Function embedding_gather 

Source
pub fn embedding_gather(
    encoder: &mut CommandEncoder,
    registry: &mut KernelRegistry,
    device: &DeviceRef,
    weight_packed: &MlxBuffer,
    scales: &MlxBuffer,
    biases: &MlxBuffer,
    token_ids: &MlxBuffer,
    output: &MlxBuffer,
    params: &EmbeddingGatherParams,
) -> Result<()>
Expand description

Encode a quantized embedding gather operation into the command buffer.

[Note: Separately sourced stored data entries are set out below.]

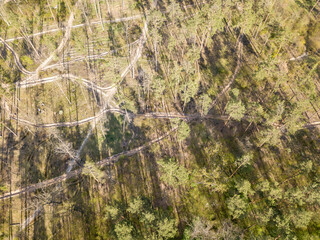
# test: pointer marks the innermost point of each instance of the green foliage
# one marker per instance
(90, 169)
(123, 231)
(237, 206)
(167, 229)
(183, 131)
(172, 173)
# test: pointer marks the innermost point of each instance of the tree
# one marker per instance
(237, 206)
(167, 229)
(172, 173)
(123, 231)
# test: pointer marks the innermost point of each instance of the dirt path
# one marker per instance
(110, 160)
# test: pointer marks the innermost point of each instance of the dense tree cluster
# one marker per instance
(245, 166)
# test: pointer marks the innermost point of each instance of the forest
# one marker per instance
(160, 119)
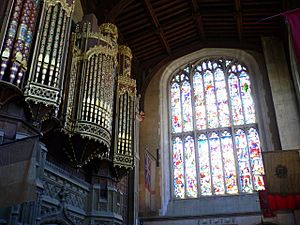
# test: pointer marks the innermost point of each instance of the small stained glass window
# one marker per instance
(215, 141)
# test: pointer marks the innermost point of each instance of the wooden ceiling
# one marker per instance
(160, 30)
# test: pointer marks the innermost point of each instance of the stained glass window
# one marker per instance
(215, 141)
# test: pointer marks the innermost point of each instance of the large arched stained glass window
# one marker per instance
(214, 137)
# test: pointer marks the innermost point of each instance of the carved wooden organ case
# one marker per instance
(94, 101)
(100, 102)
(42, 83)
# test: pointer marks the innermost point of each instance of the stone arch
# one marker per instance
(158, 109)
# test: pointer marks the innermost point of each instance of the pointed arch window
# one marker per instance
(215, 142)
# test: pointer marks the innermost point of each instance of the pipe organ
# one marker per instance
(125, 110)
(84, 82)
(44, 85)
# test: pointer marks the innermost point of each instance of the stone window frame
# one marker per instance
(261, 95)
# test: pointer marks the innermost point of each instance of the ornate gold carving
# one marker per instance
(125, 50)
(111, 29)
(92, 131)
(123, 161)
(99, 49)
(38, 93)
(69, 8)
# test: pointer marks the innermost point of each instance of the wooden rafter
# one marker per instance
(157, 26)
(198, 19)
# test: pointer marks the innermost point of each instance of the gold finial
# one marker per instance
(110, 29)
(125, 50)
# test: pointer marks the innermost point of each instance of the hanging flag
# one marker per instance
(293, 18)
(17, 172)
(147, 172)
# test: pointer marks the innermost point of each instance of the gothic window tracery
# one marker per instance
(215, 143)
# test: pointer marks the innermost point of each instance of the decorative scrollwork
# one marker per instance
(93, 131)
(110, 29)
(125, 50)
(123, 161)
(40, 94)
(99, 49)
(68, 8)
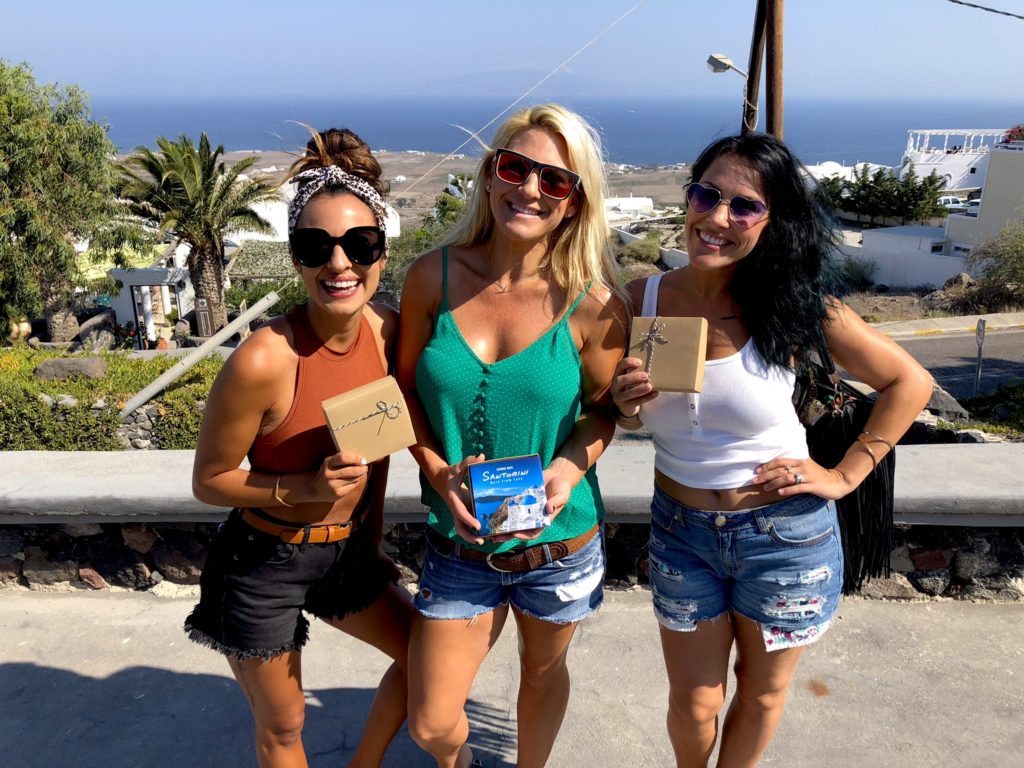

Looks up n_tokens rows from a quantized embedding table, dequantizing each row on-the-fly on the GPU.

§Buffer expectations

  • weight_packed — Packed quantized embedding table.
    • 4-bit: [vocab_size, embed_dim / 8] uint32 values (8 values per uint32).
    • 6-bit: [vocab_size, embed_dim * 3 / 4] uint8 bytes (4 values per 3 bytes).
  • scales — bf16 scales, [vocab_size, n_groups_per_row].
  • biases — bf16 biases, [vocab_size, n_groups_per_row].
  • token_ids — uint32 token IDs, [n_tokens].
  • output — f32 output buffer, [n_tokens, embed_dim].

§Errors

Returns MlxError::InvalidArgument if:

  • bits is not 4 or 6
  • embed_dim is zero
  • group_size is zero
  • embed_dim is not divisible by group_size
  • n_tokens is zero
  • Output buffer is too small